I get from the edge. I get the precise image for the size of the device that I'm serving for the product that I want to buy. I get the styling for the buy button, which is what I want my customer to press. I get that first paint in 100 milliseconds. We've altogether removed JS from the equation. JS is not being executed at the edge, is not being even executed by the page on the local device, so we can make that dream happen of your product is in front of your user's eyes in 100 milliseconds.

That's doable even for 2G connections or legacy Android devices. It's totally possible. It's just that we really need to shift our thinking and our obsession from back-end architectures and AWS charts connecting one million pieces into now thinking about what we're serving to our users. That is a big shift that's happening.

Jeremy: I love that idea because I think there's been a movement lately of sites that run completely JS-free.

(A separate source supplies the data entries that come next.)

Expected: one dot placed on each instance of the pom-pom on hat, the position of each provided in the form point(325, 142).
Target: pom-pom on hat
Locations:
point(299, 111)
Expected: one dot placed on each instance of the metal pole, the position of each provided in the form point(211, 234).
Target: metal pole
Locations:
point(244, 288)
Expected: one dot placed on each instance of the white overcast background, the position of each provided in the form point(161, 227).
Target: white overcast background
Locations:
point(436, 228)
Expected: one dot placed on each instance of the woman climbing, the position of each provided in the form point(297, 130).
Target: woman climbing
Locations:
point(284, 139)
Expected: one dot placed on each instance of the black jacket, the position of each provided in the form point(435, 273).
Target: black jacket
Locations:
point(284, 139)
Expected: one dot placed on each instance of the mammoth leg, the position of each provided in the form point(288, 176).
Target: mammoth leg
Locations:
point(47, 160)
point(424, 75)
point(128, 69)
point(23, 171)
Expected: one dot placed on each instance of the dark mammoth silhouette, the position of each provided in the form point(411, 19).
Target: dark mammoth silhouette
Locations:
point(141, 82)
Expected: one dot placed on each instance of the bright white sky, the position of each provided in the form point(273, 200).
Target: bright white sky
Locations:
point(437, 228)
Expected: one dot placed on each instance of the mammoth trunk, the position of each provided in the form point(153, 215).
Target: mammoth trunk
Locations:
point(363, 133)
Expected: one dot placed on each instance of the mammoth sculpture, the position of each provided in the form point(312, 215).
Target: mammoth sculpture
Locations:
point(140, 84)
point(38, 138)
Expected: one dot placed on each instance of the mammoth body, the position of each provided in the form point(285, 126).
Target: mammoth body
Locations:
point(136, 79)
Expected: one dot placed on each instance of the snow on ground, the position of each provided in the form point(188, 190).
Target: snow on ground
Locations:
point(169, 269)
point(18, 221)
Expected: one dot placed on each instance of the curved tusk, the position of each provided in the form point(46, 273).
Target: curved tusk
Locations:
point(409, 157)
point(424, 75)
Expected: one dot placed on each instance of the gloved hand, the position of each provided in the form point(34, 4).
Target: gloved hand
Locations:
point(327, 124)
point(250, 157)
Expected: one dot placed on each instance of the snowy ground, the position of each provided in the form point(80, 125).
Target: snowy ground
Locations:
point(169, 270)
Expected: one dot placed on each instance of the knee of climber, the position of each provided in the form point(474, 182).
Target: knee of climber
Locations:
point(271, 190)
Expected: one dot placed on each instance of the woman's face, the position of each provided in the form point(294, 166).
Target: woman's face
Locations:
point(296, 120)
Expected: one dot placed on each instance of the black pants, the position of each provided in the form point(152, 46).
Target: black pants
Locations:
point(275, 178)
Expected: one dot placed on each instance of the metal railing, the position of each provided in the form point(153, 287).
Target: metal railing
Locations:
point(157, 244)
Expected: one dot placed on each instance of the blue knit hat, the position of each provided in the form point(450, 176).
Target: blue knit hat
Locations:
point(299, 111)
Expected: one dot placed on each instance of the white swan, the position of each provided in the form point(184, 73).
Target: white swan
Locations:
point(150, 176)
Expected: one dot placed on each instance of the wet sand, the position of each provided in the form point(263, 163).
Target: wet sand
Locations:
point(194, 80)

You do not need JavaScript to make your dropdown menu work.

Guillermo: Absolutely.

Jeremy: You don't need it to place an order. You don't need it to do a lot of these things. It's funny, but they invented this thing called HTML and CSS that allow you to do a lot of really interesting interactivity without using JavaScript. Now, obviously, Vue.js and React and all these other things add really cool features, and if you have it enabled and once you've got it loaded on your machine and interacting via the APIs, that's great.

Guillermo: That's why with Next.js, we're giving you that, but we have to find that balance. You're right, for the first paint of most of the pages that you visit, there's very little need for JS, but even when it's needed, it has to be consumed in small amounts. This is why one of the big hits that we had was that we eliminated the idea that you have to configure bundler and webpack when you use Next.js, and when you produce these pages, because that's when things start to go really bad.

We want the bundler to be so ingrained into the system. Let's say that that buy button, when you press it, you do want to use some JS because you think that, for example, just like Stripe does with their credit card modal, you think that you're a PM at ecommerce company, and you think, "If I transition them to another page, and if I didn't memorize their credit card details, and if I didn't auto complete their credit card and whatever, we're going to lose sales, right?" That's a valid argument, but that's the point is that JS needs to load just in time for that specific interaction that's going to happen.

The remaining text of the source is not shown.